Notifications You must be signed in to change notification settings

rbala19/Actor-Model-Encryption

Repository files navigation

Akka Actor Model for PII Encryption:

This project contains a model for parallel encryption of Database columns using Akka’s Actor Concurrency Library. This file will detail the high level functionality of the project, a quick introduction to akka actors, an overview of how to run the project, a brief summary of each java file in the project, and future steps to improve the project.

————————————————————————————————————————————————————————————————————————————————-

High Level Summary of Project Functionality:

Given user inputs of a table name and the names of columns to encrypt, the program queries the database for the relevant data and stores the entirety in memory. The data is batched out by a Batch Actor to various Select Actors (the quantity of which is user specified) that encrypt their respective batches. Upon encrypting the batch, the select actor sends the encrypted batch to an update actor, which makes the update call to the database. For every batch that a select actor receives, it creates a new update actor to perform the update call (a select actor has a boundless number of update actors under its jurisdiction). Once an update actor finishes its update, it terminates itself.

Encryption is currently performed using an inexpensive 64 bit encryption algorithm for strings. Integer encryption uses a simple XOR key encryptor.

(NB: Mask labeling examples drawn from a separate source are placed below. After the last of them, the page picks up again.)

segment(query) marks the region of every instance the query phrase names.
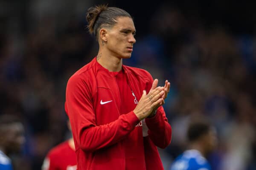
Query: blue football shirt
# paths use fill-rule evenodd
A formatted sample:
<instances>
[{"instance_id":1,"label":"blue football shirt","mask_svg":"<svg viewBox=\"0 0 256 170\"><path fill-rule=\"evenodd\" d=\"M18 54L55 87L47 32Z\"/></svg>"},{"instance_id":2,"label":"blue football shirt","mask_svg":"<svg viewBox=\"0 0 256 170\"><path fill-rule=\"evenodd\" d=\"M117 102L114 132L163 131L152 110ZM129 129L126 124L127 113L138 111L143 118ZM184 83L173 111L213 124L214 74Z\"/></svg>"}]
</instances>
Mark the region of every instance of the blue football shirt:
<instances>
[{"instance_id":1,"label":"blue football shirt","mask_svg":"<svg viewBox=\"0 0 256 170\"><path fill-rule=\"evenodd\" d=\"M170 170L211 170L206 159L195 150L185 151L175 160Z\"/></svg>"}]
</instances>

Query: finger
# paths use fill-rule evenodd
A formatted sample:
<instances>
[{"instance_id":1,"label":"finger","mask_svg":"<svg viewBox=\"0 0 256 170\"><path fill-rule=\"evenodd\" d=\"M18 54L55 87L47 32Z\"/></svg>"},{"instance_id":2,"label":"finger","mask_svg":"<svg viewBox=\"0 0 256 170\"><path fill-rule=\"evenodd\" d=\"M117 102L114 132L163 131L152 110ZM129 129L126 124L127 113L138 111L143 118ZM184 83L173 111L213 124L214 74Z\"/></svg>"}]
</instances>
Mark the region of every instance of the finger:
<instances>
[{"instance_id":1,"label":"finger","mask_svg":"<svg viewBox=\"0 0 256 170\"><path fill-rule=\"evenodd\" d=\"M167 97L167 94L168 92L167 92L167 89L166 88L164 89L164 93L163 95L162 98L163 99L165 99L166 97Z\"/></svg>"},{"instance_id":2,"label":"finger","mask_svg":"<svg viewBox=\"0 0 256 170\"><path fill-rule=\"evenodd\" d=\"M163 91L164 90L164 88L163 87L157 87L151 92L150 93L149 93L148 96L151 99L152 99L155 96L157 95L161 91Z\"/></svg>"},{"instance_id":3,"label":"finger","mask_svg":"<svg viewBox=\"0 0 256 170\"><path fill-rule=\"evenodd\" d=\"M167 93L169 93L170 92L170 88L171 87L171 83L169 82L168 82L167 83Z\"/></svg>"},{"instance_id":4,"label":"finger","mask_svg":"<svg viewBox=\"0 0 256 170\"><path fill-rule=\"evenodd\" d=\"M157 84L158 84L158 79L156 79L153 82L153 83L152 84L152 87L151 88L151 90L154 90L157 87Z\"/></svg>"},{"instance_id":5,"label":"finger","mask_svg":"<svg viewBox=\"0 0 256 170\"><path fill-rule=\"evenodd\" d=\"M166 80L164 84L164 88L166 88L167 87L167 84L168 83L168 80Z\"/></svg>"},{"instance_id":6,"label":"finger","mask_svg":"<svg viewBox=\"0 0 256 170\"><path fill-rule=\"evenodd\" d=\"M161 88L161 87L158 86L157 88L155 88L154 89L151 90L150 91L149 91L149 92L148 92L148 94L147 96L151 96L152 94L154 94L156 91L158 91L158 90L159 90L160 88Z\"/></svg>"},{"instance_id":7,"label":"finger","mask_svg":"<svg viewBox=\"0 0 256 170\"><path fill-rule=\"evenodd\" d=\"M160 98L161 98L163 95L164 94L164 91L161 91L160 93L155 95L152 98L152 99L150 100L151 102L154 102Z\"/></svg>"}]
</instances>

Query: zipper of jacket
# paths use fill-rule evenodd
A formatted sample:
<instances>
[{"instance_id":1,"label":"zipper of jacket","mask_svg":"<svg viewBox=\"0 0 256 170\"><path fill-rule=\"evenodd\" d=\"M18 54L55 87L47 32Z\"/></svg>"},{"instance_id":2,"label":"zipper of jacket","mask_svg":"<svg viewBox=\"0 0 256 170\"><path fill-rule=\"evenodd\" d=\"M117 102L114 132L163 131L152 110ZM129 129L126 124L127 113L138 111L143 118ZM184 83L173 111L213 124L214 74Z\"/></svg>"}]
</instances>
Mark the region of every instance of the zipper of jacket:
<instances>
[{"instance_id":1,"label":"zipper of jacket","mask_svg":"<svg viewBox=\"0 0 256 170\"><path fill-rule=\"evenodd\" d=\"M116 82L116 77L115 76L113 77L113 78L115 79L115 81L116 82L116 88L117 89L117 91L118 92L118 96L119 96L119 102L120 103L120 107L121 107L121 98L120 97L120 91L119 91L119 88L118 87L118 85L117 85L117 82ZM113 91L112 91L112 93L113 93ZM118 105L117 105L117 103L116 103L116 101L115 101L115 103L116 103L116 107L117 108L117 109L118 110L118 112L119 113L119 115L121 115L121 113L120 112L120 109L119 108L119 107L118 106Z\"/></svg>"}]
</instances>

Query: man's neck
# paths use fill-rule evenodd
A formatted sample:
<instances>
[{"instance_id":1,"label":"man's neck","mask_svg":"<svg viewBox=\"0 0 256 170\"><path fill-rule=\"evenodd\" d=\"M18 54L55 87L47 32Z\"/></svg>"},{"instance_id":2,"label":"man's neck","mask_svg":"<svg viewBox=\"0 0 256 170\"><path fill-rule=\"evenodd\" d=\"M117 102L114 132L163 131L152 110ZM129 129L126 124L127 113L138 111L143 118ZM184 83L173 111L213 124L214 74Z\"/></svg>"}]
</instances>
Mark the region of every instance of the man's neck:
<instances>
[{"instance_id":1,"label":"man's neck","mask_svg":"<svg viewBox=\"0 0 256 170\"><path fill-rule=\"evenodd\" d=\"M122 60L99 50L97 56L98 62L109 71L119 71L122 69Z\"/></svg>"}]
</instances>

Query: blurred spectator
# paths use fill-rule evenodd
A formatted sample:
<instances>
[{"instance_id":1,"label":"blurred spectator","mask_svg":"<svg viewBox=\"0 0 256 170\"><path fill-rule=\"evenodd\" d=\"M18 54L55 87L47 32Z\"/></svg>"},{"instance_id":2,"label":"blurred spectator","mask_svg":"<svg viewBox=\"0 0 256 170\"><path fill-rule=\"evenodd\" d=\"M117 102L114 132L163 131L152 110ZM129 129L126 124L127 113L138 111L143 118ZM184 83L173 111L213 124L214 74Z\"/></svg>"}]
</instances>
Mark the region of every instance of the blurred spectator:
<instances>
[{"instance_id":1,"label":"blurred spectator","mask_svg":"<svg viewBox=\"0 0 256 170\"><path fill-rule=\"evenodd\" d=\"M8 156L20 151L25 142L24 130L16 116L9 114L0 116L0 169L13 170Z\"/></svg>"}]
</instances>

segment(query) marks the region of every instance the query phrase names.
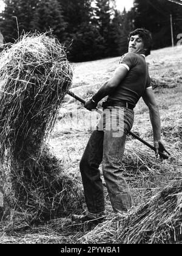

The Actor system uses a connection pool to perform its functionality. A pool is created upon creation of the actor system, and every update Actor draws a new connection from the pool to perform its update, terminating the connection after the completion of the update.

————————————————————————————————————————————————————————————————————————————————-

Quick Introduction to Akka:

Actors are designed as abstractions that receive messages, and upon receiving those messages, either relay those messages to other actors or perform certain actors. In java, Actors implement the Abstract Class AbstractActor. Abstract Actor requires implementation of the method createReceive(), which underlines how an actor acts upon receiving a message. createReceive uses the method match, whose first argument is an object type, and whose second argument is a lambda function dictating how an actor should act upon receiving a message of that particular object type.

Example:

createReceive() { return receiveBuilder() .match(Batch.class, b -> { Batch e = encryptBatch(b); updateActor.tell(b); });

}

This actor, upon receiving a batch, encrypts it and sends it to the update Actor. Notice the “tell” function. To relay a message to another actor, the recipient actor must call the tell function, with an argument of the message to be relayed. The above example more or less specifies the functionality of the Select Actor.

In addition to dictating actor receive behavior, one must configure the actor hierarchy. Traditionally, actors receive messages from parents and relay messages to children. A child is usually represented as an instance variable within a parent actor. This child can be initialized upon receiving a message or upon creation of the parent (see SelectActor and BatchActor for respective examples).

Instead of representing one child Actor as an instance variable, one can also hold multiple children in routing systems. A router not only encompasses multiple children, but also dictates how messages are relayed to those children. Multiple routing strategies, such as RoundRobin and SmallestMailbox, are available to utilize.

Here is the hierarchy used in this project:

Batch Actor (Always 1)

 - Select Actor (Fixed number specified by User) 

	 - Update Actor (new UpdateActor created for every batch received 				by Select Actor, no limit)

A Batch Actor receives an Encrypt Request and outputs a batch to each select actor; a select actor receives a batch and outputs an encrypted batch to a new update actor; an update actor makes the update call to the database.

————————————————————————————————————————————————————————————————————————————————-

Overview of Running the Project:

The Supervisor class manages the running of the project. First, run Supervisor.setup, specifying the intended number of select actors to create, the port used to connect to the database, and database name.

Then, add a query to the queue using Supervisor.addRequest, specifying whether to decrypt or encrypt, tableName, primary key column, and all names of columns to encrypt. Multiple queries can be added to Supervisor before actor Model is run.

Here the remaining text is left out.